El olvido es la mayor de las crueldades.

Ella pensaba que, en aquel entonces, Gu Yusheng realmente nunca la había guardado en su corazón. Si de verdad la hubiera recordado, ¿cómo pudo olvidarla después? Si de verdad la hubiera tenido presente, aunque ahora ella tuviera un rostro diferente, él debería haber notado algo extraño, ¿verdad?

Era tan doloroso ser olvidada así por él... un olvido tan limpio, tan absoluto.

El lunes al mediodía, Qin Zhiai recibió una llamada de Wang recordándole el banquete de esa noche. Le dijo que pasaría a buscarla a las seis, pero a las cinco y media ya estaba allí.

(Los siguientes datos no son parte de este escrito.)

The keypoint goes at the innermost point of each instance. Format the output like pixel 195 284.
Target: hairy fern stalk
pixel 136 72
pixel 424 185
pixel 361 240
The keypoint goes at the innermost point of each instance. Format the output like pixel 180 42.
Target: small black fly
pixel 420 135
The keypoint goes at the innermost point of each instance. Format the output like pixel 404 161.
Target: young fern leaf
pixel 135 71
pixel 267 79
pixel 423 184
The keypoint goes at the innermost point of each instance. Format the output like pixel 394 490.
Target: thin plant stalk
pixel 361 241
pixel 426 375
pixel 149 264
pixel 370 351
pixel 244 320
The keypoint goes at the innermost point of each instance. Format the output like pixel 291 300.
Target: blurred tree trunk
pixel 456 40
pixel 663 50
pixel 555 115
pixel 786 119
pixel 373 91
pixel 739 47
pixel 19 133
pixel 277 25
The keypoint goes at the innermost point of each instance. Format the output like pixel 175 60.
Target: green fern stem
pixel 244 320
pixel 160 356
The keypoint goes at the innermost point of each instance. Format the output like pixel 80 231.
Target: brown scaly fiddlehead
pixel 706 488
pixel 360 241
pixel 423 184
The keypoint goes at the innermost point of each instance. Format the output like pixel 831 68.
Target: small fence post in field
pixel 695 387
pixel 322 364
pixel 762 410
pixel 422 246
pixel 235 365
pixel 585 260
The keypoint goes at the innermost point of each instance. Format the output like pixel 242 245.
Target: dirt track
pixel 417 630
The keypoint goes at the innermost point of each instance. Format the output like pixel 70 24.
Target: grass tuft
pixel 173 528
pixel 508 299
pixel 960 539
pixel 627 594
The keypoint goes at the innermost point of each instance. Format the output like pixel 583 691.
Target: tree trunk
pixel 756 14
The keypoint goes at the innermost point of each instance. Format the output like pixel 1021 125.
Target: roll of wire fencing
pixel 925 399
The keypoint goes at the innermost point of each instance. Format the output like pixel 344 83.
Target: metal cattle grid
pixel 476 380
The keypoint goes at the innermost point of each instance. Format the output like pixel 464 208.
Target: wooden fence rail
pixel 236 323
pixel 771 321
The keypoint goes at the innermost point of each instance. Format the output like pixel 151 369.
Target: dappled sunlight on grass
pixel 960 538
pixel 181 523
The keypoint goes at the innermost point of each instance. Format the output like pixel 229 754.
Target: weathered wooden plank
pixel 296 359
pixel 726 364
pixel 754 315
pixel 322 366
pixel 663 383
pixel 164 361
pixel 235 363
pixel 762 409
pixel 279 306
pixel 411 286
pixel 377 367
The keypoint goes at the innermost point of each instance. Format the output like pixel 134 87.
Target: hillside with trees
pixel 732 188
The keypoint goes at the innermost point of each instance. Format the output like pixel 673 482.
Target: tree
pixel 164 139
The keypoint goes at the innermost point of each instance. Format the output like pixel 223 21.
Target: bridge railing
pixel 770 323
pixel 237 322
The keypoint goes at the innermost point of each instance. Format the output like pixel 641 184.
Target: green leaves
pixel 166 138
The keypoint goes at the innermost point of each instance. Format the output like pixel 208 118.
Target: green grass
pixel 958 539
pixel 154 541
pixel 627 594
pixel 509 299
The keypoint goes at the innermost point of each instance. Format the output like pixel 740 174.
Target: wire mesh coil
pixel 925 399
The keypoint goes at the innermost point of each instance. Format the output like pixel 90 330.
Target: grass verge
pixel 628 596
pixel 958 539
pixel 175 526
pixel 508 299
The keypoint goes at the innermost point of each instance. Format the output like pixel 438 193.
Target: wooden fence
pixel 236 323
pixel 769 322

Qin Zhiai, que ya se había maquillado, eligió un vestido de gala al azar, lo combinó con unos tacones del mismo tono y bajó las escaleras. Wang ya la esperaba junto al coche; al verla salir, le abrió la puerta de inmediato. Ella le dio las gracias y, justo cuando se inclinaba para subir, vio a Gu Yusheng recostado en el asiento, descansando con los ojos cerrados.

¿No dijo que enviaría a Wang a buscarme? ¿Qué hace él aquí también?

Los movimientos de Qin Zhiai se volvieron rígidos por la timidez. Subió al coche con extrema cautela y se sentó de forma impecable al lado de Gu Yusheng. Wang cerró la puerta, rodeó el coche y arrancó.

El interior del vehículo estaba en silencio; nadie pronunció palabra. Gu Yusheng no abrió los ojos en ningún momento; su expresión era tan serena que realmente parecía estar dormido.

Poco a poco, los nervios tensos de Qin Zhiai se relajaron. Su mirada, que hasta entonces había estado clavada en la ventana sin parpadear, empezó a moverse con lentitud.